We achieve this primarily through our participation with the other Federated rank representatives on the Police Promotion Systems Steering Group but also by raising them directly with HR and the Promotions & Selection Team, and indeed the Director of HR himself, any abusive trends or practices that we believe are detrimental to a fair and open process.

In 2007 as a result of a number of discredited promotion processes we called upon the MPS to formulate a stakeholder group which could make suggestions for improving the methods employed by the organisation. We readily took part in that review and some significant improvements were forthcoming as a result of it.

Our aim is to help the MPS to achieve a promotion system that is fully compatible with the Equality and Diversity policies, in which all candidates can be confident that they are going to be afforded a fair and equal opportunity to demonstrate their competence for promotion.

To help develop this confidence the Met IBB have undertaken to provide Inspectors Fed reps to act as independent observers on each and every decision making panel in the promotion processes that take place that effect our members. This is a huge logistical undertaking of us and our reps, but we believe it is time well spent to assuage any suspicions or perceptions of bias that might exist amongst prospective candidates.

Since 2008, Inspectors Fed reps have been present at 99% of the panels that have been held and indeed several challenges to practices and processes of these panels have needed to be made. For each promotion process that involves officers from the Inspecting ranks.

After our experiences in 2008 we produced a report entitled ‘Better but not perfect’ which made several suggestions as to how, in our opinion the processes could be improved. This was submitted to both the MPS and the MPA. Pleasingly many of the suggestions made in that document have been incorporated in subsequent processes and it is our intention to continue to work with the MPS on this issue. We continue to feedback our observations and suggestions after each process as we understand the mutual benefits that accrue from the relationship.
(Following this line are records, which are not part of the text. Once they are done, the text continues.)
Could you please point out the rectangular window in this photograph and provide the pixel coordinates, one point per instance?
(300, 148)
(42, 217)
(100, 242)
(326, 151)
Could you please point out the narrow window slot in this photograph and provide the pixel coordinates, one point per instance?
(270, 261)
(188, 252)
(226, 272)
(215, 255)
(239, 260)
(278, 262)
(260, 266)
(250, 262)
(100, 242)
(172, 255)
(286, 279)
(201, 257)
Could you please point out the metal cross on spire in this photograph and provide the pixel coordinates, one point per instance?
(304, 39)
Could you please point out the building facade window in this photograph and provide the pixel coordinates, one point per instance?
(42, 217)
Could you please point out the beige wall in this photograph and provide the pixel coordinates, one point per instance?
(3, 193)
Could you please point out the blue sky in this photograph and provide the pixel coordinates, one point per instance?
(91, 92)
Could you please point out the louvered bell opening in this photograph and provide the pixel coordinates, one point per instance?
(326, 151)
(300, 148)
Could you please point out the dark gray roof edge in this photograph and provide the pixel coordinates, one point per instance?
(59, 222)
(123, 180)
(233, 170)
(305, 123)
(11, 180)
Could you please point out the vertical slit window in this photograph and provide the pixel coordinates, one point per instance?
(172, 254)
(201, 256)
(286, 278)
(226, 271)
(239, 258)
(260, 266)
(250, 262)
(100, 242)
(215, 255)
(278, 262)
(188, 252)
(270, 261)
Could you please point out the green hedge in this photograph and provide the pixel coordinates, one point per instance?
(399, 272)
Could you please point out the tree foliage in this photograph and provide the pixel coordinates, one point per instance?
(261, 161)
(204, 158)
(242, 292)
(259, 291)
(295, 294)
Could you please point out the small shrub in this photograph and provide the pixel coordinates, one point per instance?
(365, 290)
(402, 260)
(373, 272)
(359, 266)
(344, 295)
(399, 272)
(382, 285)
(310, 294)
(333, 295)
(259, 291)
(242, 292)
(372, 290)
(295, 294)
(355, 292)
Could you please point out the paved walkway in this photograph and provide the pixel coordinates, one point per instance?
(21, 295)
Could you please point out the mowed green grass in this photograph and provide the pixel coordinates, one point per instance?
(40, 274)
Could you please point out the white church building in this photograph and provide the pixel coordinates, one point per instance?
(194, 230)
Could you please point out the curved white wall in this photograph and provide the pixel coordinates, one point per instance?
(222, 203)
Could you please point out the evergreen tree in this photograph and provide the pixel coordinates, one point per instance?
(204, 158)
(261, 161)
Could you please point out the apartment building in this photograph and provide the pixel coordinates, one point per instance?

However we do not intend to lose sight of the fact that our role is to challenge any example of unequal practice, nepotism or bias. Each and every candidate within the process must be confident that an objective and reasoned judgement has been made in their case.

Achieving promotion to Inspector and particularly Chief Inspector rank within the MPS has become a highly competitive process. Candidates are expected to invest a great deal of personal time and effort into proving their worth without any guarantee of success. It is, we accept, only natural that unsuccessful candidates should feel disgruntled and disenchanted through their experiences. However our plea to all those beginning the promotion journey is to be realistic and as good as you and perhaps your line managers think you are, most other candidates in the process have been given a similar endorsement. The task of the respective promotion selection panels is to decipher your evidence and those recommendations in an attempt to identify those who best meet the published criteria. It is not an exact science. Various checks and balances including the presence of an Occupational Psychologist at every stage are built in to add objectivity but it remains a predominantly subjective assessment.

We do not expect unsuccessful candidates to agree with the assessment made of them and where practical and appropriate we will support those officers in an attempt to obtain for them a meaningful explanation of where they are considered to have failed to meet the required standard. This we believe is fundamental if candidates are to be able to develop as individuals and perhaps achieve success in the future.

What we cannot and will not do is support frivolous discrimination or abuse of process claims. Unless there is clear evidence that a candidate has been unsuccessful and hence disadvantaged because of their gender, race, religion, age, disability or sexual orientation then authority will not be given for Federation funds to be used in pursuing such a case.

Similarly we do not support appeals that lack substance and appear to be predicated on an ‘I’ve got nothing to lose’ approach. This increasingly common practice does little to enhance the credibility of an admittedly less than perfect system and perhaps more importantly results in many hours of wasted time and effort.